Örneğin kiracı eş, kira sözleşmesini konutun sağlık koşullarının uygun olmaması, işyerine uzak olması, pahalı olması, kiraya veren tarafından devamlı rahatsız edilmesi gibi nedenlerle feshetmek istiyorsa, kiracı olmayan eşin sözleşmenin feshine karşı çıkması dürüstlük kuralıyla bağdaştırılamaz.
Fesih için diğer eşin rızasını alamayan kiracı eşin fesih istemi haklı bulunduğunda, Hakim kendisine bu yetkiyi verecektir. Burada dikkat edilmesi gereken husus mahkemenin vereceği kararın sözleşmenin feshine ilişkin olmamasıdır. Diğer eşin rızasına bağlı hukuki işlemlerde rızayı sağlayamayan eşin istemini haklı bulan mahkemenin kararı hiçbir zaman yapılması gereken hukuksal işlemin yapılmasına yönelik değildir. Mahkeme hukuksal işlemin yapılmış sayılmasına ya da yapılmasına değil istem sahibi olan eşe bu işlemi yapma yetkisini verecektir.
Kiracı olmayan eşin, tek taraflı beyanla sözleşmeye taraf olması
TMK md.194/4’e göre aile konutu eşlerden biri tarafından kira ile sağlanmışsa sözleşmenin tarafı olmayan eş, kiralayana yapacağı bildirimle sözleşmenin tarafı haline gelir ve bildirimde bulunan eş diğeri ile müteselsilen sorumlu olur. Bu hüküm aile konutunun eşlerden biri tarafından kiralanması halinde diğer eşe bildirimle kira sözleşmesinin tarafı olma imkanını vermiştir. Bu durumda ilk sözleşmenin tarafı olmayan eş kiraya verene yapacağı bir bildirimle kira sözleşmesinin tarafı haline gelecek ve diğer eşle birlikte kira sözleşmesinden kaynaklanan her türlü alacaklarını sözleşmenin bildirimle tarafı olan diğer eşten de müteselsilen talep edebilecektir. Söz konusu bildirimin geçerliliği herhangi bir şekle tabi tutulmadığına göre her türlü vasıtayla yapılabilir.

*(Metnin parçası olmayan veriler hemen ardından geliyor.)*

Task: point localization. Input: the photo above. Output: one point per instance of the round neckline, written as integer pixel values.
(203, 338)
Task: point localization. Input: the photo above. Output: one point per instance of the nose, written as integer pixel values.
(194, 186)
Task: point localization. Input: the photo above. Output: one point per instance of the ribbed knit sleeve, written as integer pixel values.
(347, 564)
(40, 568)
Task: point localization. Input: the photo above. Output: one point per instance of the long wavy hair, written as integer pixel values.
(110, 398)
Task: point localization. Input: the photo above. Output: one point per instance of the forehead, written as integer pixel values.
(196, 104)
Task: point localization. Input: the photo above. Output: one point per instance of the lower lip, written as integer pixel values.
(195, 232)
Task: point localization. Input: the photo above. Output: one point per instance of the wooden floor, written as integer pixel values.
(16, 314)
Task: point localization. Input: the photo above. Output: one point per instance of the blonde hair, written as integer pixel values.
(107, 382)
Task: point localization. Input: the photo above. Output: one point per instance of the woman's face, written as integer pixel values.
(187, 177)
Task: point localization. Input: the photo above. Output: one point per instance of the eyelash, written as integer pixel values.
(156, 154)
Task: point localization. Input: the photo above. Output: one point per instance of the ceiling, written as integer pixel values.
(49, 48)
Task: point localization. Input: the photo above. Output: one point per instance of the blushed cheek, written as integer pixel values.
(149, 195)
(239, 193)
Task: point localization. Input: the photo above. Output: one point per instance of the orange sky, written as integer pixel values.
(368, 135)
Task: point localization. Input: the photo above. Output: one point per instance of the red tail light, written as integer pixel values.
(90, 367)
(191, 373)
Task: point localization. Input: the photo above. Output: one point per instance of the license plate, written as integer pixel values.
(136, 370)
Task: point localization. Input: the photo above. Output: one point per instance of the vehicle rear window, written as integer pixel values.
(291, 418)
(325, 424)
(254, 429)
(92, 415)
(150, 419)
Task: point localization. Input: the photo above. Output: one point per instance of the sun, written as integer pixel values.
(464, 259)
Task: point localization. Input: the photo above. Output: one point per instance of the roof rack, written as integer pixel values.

Bildirim varması gerekli bir irade açıklamasıdır ve ancak kiraya verene herhangi bir yolla ulaştığı anda hüküm doğurur. İspat kolaylığı bakımdan bildirimin yazılı biçimde yapılmasında yarar vardır.
Buradaki müteselsil sorumluk, madde içerisinden de anlaşıldığı üzere kanundan kaynaklanmaktadır.
Kiralık konuta kiracı olmayan eşin taraf haline gelmesi ve konutu kullanmaya devam etmesi paylaşmalı mal ayrılığı rejiminde ayrıca özel olarak ve farklı bir şekilde düzenlenmiştir. TMK md.254/4’e göre eşler konutta kira ile oturuyorlarsa hakim gerektiğinde konutta kiracı sıfatını taşımayan eşin kalmasına karar verebilir. Bu durumda kiraya verenin sözleşmeden doğan haklarını güvence altına almak için gerekli düzenleme yapılmasına iptal veya boşanma kararıyla birlikte re’sen karar verilir. Burada TMK md.194’ten farklı olarak kiracı olmayan eşin sözleşmeye taraf olması kendisinin tek taraflı bir irade açıklamasıyla değil mahkeme kararıyla doğar ve sadece evliliğin boşanma veya iptal ile bitmesi halinde uygulanır. Ayrıca burada TMK md.194’te olduğu gibi müteselsil sorumluluktan söz edilmemiştir.